TBH i do not think it is so much detail or post processing that is the problem, but contrast (if anything, post processing effects like SSAO can add depth to an otherwise flat scene and make shapes and volumes more readable - though i guess you had bloom effects in mind which often do wash out things if they're not set up properly to match the area's lighting).
I was playing Dishonored 2 just now and had the same issue - the game tries to alleviate that by adding white outlines in everything you can interact with, but it can still be hard to read a scene, especially when the game decides it is a nice idea to randomly making everything shiny and "bloomy".
It isn't a new thing for me either, i had the same issue since the first time i tried to play Unreal Tournament 3 - there was too much detail everywhere and i just couldn't focus on anything so i had a hard time reading the scene. Initially i thought it was due to the detail and the clutter in the scene but after playing other games that had more detail, i think it is because UT3 had awful contrast - everything was either uniformly shiny or uniformly muted with barely any contrast.

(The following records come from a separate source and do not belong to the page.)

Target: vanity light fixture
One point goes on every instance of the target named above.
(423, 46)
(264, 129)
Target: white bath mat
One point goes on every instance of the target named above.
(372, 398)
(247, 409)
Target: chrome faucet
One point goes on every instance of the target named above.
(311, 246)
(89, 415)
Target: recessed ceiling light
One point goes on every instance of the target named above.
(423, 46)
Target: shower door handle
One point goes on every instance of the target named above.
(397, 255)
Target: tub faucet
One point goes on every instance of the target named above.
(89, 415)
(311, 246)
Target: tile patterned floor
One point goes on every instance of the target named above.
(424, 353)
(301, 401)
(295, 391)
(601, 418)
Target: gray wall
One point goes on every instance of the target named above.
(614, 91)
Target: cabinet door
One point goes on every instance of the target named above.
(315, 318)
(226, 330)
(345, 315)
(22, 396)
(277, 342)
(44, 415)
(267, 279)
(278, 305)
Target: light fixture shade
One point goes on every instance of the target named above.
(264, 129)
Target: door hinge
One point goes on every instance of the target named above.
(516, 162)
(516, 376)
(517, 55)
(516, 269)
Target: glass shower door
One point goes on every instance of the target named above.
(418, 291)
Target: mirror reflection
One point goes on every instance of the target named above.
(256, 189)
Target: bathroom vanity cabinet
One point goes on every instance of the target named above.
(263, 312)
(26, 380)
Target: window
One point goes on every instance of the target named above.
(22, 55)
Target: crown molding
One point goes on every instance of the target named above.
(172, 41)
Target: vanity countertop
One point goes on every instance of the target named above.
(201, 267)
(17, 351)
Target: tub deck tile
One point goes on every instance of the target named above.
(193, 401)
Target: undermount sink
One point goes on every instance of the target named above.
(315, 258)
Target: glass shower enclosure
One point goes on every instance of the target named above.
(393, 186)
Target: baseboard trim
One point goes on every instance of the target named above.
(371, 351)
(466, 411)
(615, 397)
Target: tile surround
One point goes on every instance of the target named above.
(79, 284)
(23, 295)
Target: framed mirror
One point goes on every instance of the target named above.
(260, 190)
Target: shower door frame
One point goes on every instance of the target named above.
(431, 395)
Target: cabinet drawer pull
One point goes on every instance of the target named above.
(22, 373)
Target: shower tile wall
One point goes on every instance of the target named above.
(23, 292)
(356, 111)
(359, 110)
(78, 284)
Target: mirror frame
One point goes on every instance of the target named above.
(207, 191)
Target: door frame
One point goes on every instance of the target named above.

As a sidenote, i do not think turning off shadows would help - shadows give hints for the position, size and volume of objects, so having them enabled, even at the lowest resolution, should make the scene more readable. In terms of post processing you most likely want to disable bloom and sharpening (unless the latter is applied per-object, but i haven't seen many games do that). You most likely also want some form of SSAO (preferably something like HDAO or HBAO since those take surface direction into account instead of just distance from the camera and thus are a bit more accurate), especially if the scene has large geometric clutter as it helps to add some depth to it instead of having everything mesh together (but the quality of SSAO varies a lot from engine to engine... some games, especially older Unreal Engine based games, have horrible SSAO implementations).